Бен взглянул на нее, чтобы увидеть, какой ответ она хочет слышать: честный или обнадеживающий. Он взял девушку за руку и сплел пальцы со своими.

— Да, — коротко ответил он. — Думаю, парнишка погиб. Никаких неопровержимых доказательств пока нет, но я думаю так.

Сьюзан медленно покачала головой. — Надеюсь, ты ошибаешься. Моя мама и еще кое-кто из дам ходили сидеть с миссис Глик — она совершенно обезумела, и ее муж тоже. А второй мальчик бродит по дому, как привидение.

— Угм, — сказал Бен. Он смотрел наверх, на дом Марстена и, в общем-то, не слушал. Ставни были закрыты: они откроются после наступления темноты. Ставни откроются, когда стемнеет. От этой мысли, в которой было очень много от заклятия, Бен ощутил нездоровый озноб — М-м? Извини, — он оглянулся на Сьюзан.
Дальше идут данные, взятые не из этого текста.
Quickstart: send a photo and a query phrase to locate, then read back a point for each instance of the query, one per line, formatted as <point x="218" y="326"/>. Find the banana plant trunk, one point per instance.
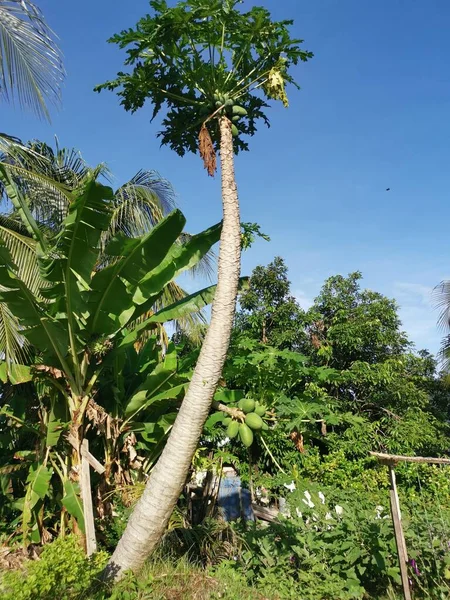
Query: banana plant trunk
<point x="151" y="514"/>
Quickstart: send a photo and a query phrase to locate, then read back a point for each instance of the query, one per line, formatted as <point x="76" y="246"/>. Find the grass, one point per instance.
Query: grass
<point x="181" y="580"/>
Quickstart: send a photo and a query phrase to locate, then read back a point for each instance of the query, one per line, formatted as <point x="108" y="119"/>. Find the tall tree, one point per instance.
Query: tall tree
<point x="268" y="311"/>
<point x="348" y="324"/>
<point x="44" y="178"/>
<point x="211" y="67"/>
<point x="81" y="321"/>
<point x="31" y="68"/>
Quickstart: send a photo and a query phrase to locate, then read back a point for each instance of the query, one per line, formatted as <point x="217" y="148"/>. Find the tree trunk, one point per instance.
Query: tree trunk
<point x="151" y="515"/>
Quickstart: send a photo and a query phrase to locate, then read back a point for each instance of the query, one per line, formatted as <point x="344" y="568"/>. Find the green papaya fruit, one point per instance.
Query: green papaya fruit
<point x="232" y="429"/>
<point x="254" y="421"/>
<point x="239" y="110"/>
<point x="246" y="435"/>
<point x="260" y="409"/>
<point x="247" y="405"/>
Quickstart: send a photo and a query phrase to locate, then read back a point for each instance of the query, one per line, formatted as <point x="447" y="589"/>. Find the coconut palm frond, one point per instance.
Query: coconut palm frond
<point x="192" y="325"/>
<point x="47" y="199"/>
<point x="441" y="295"/>
<point x="23" y="253"/>
<point x="31" y="69"/>
<point x="14" y="348"/>
<point x="189" y="323"/>
<point x="206" y="267"/>
<point x="140" y="204"/>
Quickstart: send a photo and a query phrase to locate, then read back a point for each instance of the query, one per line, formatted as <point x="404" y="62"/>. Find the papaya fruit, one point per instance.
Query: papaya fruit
<point x="260" y="409"/>
<point x="247" y="405"/>
<point x="232" y="429"/>
<point x="239" y="110"/>
<point x="254" y="421"/>
<point x="246" y="435"/>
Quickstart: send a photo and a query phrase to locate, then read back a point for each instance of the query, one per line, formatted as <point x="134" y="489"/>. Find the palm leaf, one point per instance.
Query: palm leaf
<point x="14" y="347"/>
<point x="31" y="69"/>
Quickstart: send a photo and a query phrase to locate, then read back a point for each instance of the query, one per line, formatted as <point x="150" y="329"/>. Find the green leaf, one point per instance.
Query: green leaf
<point x="154" y="387"/>
<point x="14" y="373"/>
<point x="191" y="303"/>
<point x="111" y="301"/>
<point x="54" y="431"/>
<point x="39" y="328"/>
<point x="38" y="482"/>
<point x="227" y="396"/>
<point x="70" y="263"/>
<point x="72" y="502"/>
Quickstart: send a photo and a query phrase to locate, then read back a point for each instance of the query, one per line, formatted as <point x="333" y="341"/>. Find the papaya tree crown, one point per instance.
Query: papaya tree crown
<point x="202" y="59"/>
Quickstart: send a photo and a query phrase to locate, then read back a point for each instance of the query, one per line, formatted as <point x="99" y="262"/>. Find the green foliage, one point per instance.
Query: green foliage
<point x="250" y="231"/>
<point x="62" y="572"/>
<point x="344" y="550"/>
<point x="354" y="324"/>
<point x="201" y="59"/>
<point x="268" y="312"/>
<point x="82" y="323"/>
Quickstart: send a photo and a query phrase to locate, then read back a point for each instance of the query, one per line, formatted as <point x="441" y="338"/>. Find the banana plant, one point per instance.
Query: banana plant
<point x="83" y="321"/>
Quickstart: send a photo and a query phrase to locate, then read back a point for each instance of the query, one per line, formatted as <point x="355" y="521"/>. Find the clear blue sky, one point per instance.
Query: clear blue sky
<point x="373" y="112"/>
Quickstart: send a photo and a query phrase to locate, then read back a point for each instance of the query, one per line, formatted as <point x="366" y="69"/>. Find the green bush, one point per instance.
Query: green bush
<point x="63" y="572"/>
<point x="338" y="545"/>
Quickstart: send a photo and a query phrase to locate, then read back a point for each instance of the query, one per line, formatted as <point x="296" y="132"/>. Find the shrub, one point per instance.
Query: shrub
<point x="63" y="572"/>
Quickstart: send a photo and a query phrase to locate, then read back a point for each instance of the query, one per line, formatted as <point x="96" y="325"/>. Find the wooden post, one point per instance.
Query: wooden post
<point x="390" y="460"/>
<point x="86" y="494"/>
<point x="399" y="536"/>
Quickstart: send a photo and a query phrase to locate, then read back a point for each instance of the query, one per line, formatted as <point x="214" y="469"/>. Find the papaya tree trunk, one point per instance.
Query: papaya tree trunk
<point x="151" y="514"/>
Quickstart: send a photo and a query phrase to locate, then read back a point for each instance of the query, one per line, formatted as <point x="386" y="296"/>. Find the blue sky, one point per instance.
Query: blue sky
<point x="373" y="113"/>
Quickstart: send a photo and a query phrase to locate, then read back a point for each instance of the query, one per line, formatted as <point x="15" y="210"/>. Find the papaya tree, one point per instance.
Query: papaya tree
<point x="211" y="68"/>
<point x="83" y="318"/>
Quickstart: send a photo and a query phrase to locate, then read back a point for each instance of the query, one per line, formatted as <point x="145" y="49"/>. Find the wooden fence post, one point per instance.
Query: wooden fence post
<point x="86" y="494"/>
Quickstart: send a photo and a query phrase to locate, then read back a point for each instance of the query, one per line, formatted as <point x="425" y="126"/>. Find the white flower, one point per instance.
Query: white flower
<point x="290" y="486"/>
<point x="379" y="510"/>
<point x="308" y="500"/>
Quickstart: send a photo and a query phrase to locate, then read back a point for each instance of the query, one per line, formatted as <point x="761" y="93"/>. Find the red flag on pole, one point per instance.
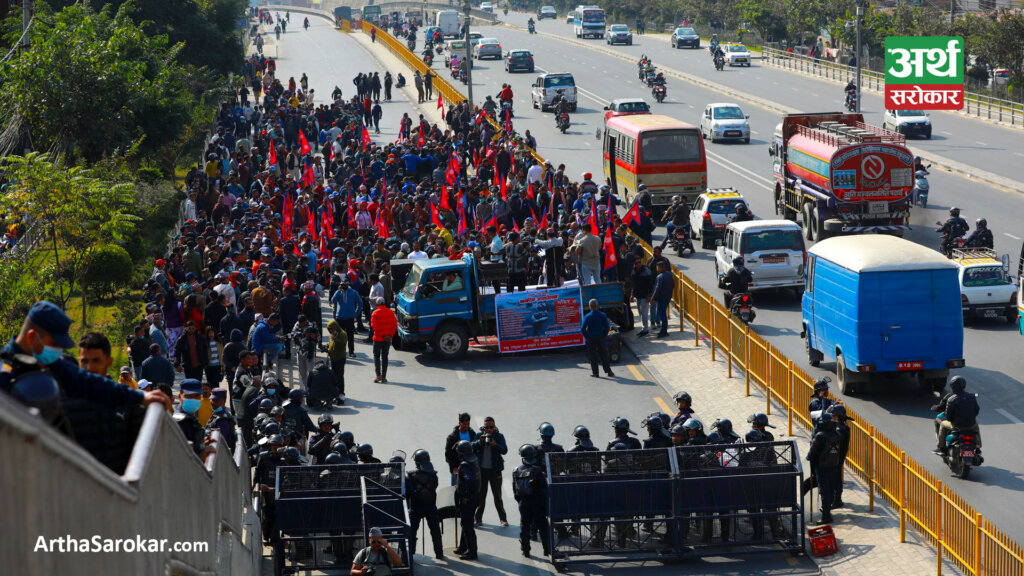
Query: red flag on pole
<point x="610" y="259"/>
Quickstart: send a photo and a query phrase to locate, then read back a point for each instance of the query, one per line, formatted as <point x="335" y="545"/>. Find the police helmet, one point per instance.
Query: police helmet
<point x="684" y="397"/>
<point x="528" y="454"/>
<point x="291" y="455"/>
<point x="38" y="389"/>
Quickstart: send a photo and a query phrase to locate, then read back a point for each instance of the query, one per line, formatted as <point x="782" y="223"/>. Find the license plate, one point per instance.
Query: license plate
<point x="878" y="207"/>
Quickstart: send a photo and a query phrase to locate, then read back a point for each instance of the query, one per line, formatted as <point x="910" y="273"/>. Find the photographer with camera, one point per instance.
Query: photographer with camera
<point x="378" y="559"/>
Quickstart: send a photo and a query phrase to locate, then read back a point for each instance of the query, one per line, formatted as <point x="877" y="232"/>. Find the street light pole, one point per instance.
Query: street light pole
<point x="469" y="57"/>
<point x="860" y="14"/>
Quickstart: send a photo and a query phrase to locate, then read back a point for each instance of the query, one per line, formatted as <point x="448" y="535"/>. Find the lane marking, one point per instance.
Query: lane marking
<point x="1009" y="416"/>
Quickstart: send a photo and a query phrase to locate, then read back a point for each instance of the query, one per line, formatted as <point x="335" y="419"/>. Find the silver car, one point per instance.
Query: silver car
<point x="487" y="48"/>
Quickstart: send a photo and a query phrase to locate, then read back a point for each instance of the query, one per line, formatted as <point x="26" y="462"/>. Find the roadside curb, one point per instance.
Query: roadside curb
<point x="944" y="163"/>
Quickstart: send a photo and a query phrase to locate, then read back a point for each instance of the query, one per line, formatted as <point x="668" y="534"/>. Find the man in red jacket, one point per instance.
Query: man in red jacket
<point x="385" y="325"/>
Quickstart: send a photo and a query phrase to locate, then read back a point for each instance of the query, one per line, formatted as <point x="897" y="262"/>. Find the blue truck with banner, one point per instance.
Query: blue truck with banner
<point x="445" y="302"/>
<point x="883" y="305"/>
— Я сказала, папа хотел, чтобы ты зашел завтра вечером. Сможешь?

— А ты будешь?

— Конечно, буду, — сказала она и посмотрела на него.

— Ладно. Хорошо. — Бену хотелось смотреть на девушку (в лучах заходящего солнца она была прелестна), но его взгляд магнитом притягивал дом Марстена.
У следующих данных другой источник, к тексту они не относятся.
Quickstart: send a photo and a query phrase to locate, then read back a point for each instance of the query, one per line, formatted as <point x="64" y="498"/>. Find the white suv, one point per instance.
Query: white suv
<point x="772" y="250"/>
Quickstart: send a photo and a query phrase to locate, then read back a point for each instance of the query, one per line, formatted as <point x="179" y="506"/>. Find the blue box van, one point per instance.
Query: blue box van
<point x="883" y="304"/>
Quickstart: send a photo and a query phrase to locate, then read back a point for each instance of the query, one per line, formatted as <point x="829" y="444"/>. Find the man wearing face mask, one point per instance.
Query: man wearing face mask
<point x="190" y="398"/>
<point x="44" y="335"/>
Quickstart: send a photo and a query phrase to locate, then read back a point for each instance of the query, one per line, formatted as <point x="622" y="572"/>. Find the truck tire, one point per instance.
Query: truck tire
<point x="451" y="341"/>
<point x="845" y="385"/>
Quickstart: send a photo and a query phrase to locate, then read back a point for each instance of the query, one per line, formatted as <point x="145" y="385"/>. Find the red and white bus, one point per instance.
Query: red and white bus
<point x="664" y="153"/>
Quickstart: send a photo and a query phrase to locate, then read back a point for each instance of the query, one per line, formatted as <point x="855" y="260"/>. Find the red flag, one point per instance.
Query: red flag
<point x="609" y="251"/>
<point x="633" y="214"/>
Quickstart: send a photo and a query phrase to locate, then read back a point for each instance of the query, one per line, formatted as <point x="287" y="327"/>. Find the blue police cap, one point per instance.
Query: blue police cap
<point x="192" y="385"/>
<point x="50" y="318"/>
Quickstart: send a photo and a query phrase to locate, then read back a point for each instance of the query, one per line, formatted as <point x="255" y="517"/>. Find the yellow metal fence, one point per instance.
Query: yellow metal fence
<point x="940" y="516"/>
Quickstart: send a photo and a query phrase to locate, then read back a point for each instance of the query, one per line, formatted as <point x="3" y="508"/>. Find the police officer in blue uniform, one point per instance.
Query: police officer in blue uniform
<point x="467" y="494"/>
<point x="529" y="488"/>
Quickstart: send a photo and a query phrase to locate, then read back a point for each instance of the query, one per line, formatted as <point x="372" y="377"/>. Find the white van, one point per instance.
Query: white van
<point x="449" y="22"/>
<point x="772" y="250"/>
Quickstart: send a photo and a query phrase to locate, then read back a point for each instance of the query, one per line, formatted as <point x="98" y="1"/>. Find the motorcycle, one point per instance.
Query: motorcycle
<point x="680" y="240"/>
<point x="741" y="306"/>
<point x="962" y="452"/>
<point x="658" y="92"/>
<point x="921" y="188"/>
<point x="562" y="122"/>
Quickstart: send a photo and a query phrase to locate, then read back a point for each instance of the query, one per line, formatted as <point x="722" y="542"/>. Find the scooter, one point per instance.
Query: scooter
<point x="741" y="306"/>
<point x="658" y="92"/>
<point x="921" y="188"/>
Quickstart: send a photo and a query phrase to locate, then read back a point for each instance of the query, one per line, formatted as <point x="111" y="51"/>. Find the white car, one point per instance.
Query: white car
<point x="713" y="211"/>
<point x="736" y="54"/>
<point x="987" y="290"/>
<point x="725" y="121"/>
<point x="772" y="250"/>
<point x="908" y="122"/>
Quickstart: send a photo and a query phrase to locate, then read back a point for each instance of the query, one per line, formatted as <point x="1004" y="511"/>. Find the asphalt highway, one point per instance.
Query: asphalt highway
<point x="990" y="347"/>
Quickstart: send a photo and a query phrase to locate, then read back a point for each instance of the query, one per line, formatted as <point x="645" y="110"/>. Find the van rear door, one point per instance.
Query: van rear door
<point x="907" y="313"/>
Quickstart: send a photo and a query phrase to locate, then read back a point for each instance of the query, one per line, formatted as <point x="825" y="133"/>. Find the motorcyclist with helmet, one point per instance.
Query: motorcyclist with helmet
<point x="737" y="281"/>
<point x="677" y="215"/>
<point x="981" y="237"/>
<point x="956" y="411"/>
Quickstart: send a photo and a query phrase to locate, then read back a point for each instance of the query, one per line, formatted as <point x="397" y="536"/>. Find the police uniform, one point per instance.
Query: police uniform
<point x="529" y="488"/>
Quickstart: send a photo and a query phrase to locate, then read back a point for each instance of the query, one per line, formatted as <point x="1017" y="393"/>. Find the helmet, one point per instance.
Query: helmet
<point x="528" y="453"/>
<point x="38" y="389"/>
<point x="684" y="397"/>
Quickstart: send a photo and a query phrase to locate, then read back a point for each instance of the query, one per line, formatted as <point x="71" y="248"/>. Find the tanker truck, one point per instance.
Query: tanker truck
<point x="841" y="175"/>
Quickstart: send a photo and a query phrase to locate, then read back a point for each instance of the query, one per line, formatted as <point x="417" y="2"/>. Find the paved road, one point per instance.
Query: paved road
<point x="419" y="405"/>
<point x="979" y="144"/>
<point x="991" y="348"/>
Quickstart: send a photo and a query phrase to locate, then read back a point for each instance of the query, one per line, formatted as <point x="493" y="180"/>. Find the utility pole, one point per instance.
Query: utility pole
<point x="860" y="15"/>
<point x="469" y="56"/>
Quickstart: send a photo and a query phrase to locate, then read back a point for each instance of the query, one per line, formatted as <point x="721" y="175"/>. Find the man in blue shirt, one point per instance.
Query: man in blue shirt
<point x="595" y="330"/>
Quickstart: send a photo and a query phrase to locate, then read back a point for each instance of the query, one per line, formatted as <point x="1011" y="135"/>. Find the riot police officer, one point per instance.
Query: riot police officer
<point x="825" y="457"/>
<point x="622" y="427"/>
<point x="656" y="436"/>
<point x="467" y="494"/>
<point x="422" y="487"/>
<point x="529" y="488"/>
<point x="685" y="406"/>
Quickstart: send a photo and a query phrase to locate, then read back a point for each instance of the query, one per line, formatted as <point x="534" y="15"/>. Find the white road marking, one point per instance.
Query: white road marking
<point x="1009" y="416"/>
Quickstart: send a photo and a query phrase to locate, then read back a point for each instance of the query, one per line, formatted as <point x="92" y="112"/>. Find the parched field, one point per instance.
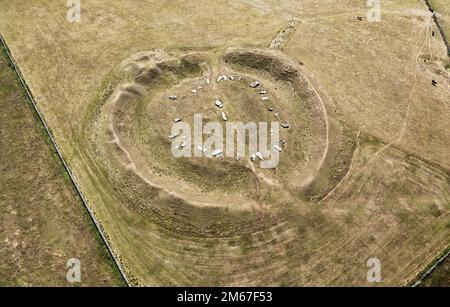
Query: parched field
<point x="364" y="172"/>
<point x="43" y="223"/>
<point x="443" y="9"/>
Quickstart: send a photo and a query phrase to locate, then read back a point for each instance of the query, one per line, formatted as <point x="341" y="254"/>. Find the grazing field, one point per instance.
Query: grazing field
<point x="440" y="277"/>
<point x="442" y="8"/>
<point x="364" y="171"/>
<point x="44" y="223"/>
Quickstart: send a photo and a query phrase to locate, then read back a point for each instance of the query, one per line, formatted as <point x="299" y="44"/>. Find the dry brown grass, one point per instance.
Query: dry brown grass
<point x="394" y="202"/>
<point x="44" y="222"/>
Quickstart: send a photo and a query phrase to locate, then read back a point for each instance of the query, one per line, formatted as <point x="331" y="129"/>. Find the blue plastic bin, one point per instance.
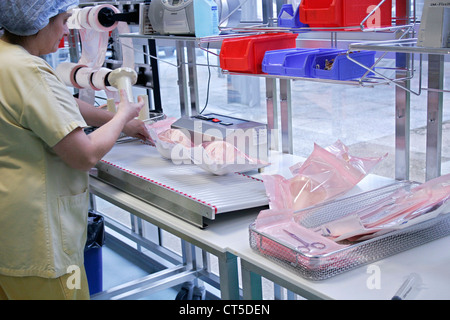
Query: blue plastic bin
<point x="301" y="64"/>
<point x="342" y="68"/>
<point x="273" y="62"/>
<point x="287" y="18"/>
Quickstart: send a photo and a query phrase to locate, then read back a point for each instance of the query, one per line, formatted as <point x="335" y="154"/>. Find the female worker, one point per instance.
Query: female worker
<point x="45" y="156"/>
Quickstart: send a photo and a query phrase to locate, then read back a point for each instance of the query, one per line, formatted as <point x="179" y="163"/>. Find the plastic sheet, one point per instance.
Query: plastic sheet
<point x="399" y="210"/>
<point x="326" y="174"/>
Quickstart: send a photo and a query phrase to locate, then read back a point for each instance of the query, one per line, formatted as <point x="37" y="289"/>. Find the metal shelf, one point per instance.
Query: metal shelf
<point x="400" y="46"/>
— Притягивает, да? — спросила Сьюзан, и то, что она прочла мысли Бена вплоть до метафоры, было почти сверхъестественным.

— Да. Притягивает.

— Бен, о чем твоя новая книга?

— Потом, — ответил он. — Дай ей время. Я расскажу тебе, как только будет можно. Она… она должна разработаться.

В этот самый момент Сьюзан захотелось сказать «я люблю тебя» — сказать с той легкостью и беззастенчивостью, с какими эта мысль поднялась к поверхности сознания, но девушка прикусила язык. Ей не хотелось говорить об этом, пока Бен смотрел… смотрел туда наверх.

Она поднялась.

— Пойду, гляну на рагу.

Когда Сьюзан оставила Бена, он курил и глядел наверх, на дом Марстена.

3

Утром двадцать второго Лоренс Крокетт сидел у себя в конторе, притворяясь, что читает почту понедельника, и глазея на прелести своей секретарши, и тут зазвонил телефон. Крокетт думал о карьере, которую сделал в Салимовом Уделе, о маленькой блестящей машине на подъездной дороге дома Марстена и о сделках с Сатаной.
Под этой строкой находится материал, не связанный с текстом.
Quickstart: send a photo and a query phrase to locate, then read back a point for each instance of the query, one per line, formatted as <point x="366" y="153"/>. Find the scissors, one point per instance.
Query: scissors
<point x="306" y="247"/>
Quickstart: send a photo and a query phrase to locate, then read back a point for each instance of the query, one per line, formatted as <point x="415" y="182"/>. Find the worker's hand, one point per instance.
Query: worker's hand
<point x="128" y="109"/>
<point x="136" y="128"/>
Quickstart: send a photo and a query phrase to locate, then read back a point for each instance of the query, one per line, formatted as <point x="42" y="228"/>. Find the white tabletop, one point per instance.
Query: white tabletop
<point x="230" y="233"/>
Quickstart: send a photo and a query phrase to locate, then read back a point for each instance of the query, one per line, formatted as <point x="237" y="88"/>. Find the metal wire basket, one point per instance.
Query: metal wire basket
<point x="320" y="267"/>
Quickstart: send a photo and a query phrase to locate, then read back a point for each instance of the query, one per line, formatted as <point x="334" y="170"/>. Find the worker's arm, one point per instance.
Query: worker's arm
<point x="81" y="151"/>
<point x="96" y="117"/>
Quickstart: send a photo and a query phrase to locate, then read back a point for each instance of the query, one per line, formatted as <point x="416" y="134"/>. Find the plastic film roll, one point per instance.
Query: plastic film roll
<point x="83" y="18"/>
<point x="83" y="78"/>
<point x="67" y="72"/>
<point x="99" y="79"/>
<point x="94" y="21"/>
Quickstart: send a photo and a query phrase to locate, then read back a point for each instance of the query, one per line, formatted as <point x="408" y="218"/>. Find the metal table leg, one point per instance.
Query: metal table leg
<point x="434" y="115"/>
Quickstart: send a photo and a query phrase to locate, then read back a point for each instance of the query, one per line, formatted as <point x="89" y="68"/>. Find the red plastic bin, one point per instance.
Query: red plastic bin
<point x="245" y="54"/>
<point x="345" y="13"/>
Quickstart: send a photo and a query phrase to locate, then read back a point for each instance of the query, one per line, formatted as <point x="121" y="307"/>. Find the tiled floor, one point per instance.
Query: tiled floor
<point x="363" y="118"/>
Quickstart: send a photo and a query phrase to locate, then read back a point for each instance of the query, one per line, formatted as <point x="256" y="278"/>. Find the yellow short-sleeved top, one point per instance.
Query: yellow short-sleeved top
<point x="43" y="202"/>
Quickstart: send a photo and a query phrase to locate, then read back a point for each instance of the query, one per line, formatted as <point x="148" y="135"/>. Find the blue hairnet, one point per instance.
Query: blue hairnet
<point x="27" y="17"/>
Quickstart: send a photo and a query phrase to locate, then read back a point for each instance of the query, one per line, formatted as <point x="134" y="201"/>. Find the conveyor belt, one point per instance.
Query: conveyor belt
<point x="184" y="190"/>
Еще до того, как они со Стрейкером поимели сделку (ни хрена себе выраженьице, подумал Ларри и медленно обшарил взглядом перед секретаршиной блузки), Лоренс Крокетт без сомнения был самым богатым человеком в Салимовом Уделе и одним из самых богатых в округе Камберленд, хотя ни он сам, ни его контора не наводили на подобные мысли.

Помещение конторы было старым, пыльным и освещалось двумя засиженными мухами желтыми шарами. Письменным столом служило заваленное бумагами, авторучками и почтой древнее бюро с выдвижной крышкой. С одного края стояла баночка с клеем, а с другого — стеклянное квадратное пресс-папье, разные грани которого демонстрировали фотографии домочадцев Крокетта. Наверху штабеля гроссбухов опасно балансировал стеклянный аквариум, полный спичек. Надпись на передней стенке гласила: «Для наших бесспичечных друзей». Кроме трех стальных несгораемых шкафов для документов и секретарского столика в маленькой выгородке, в конторе ничего не было.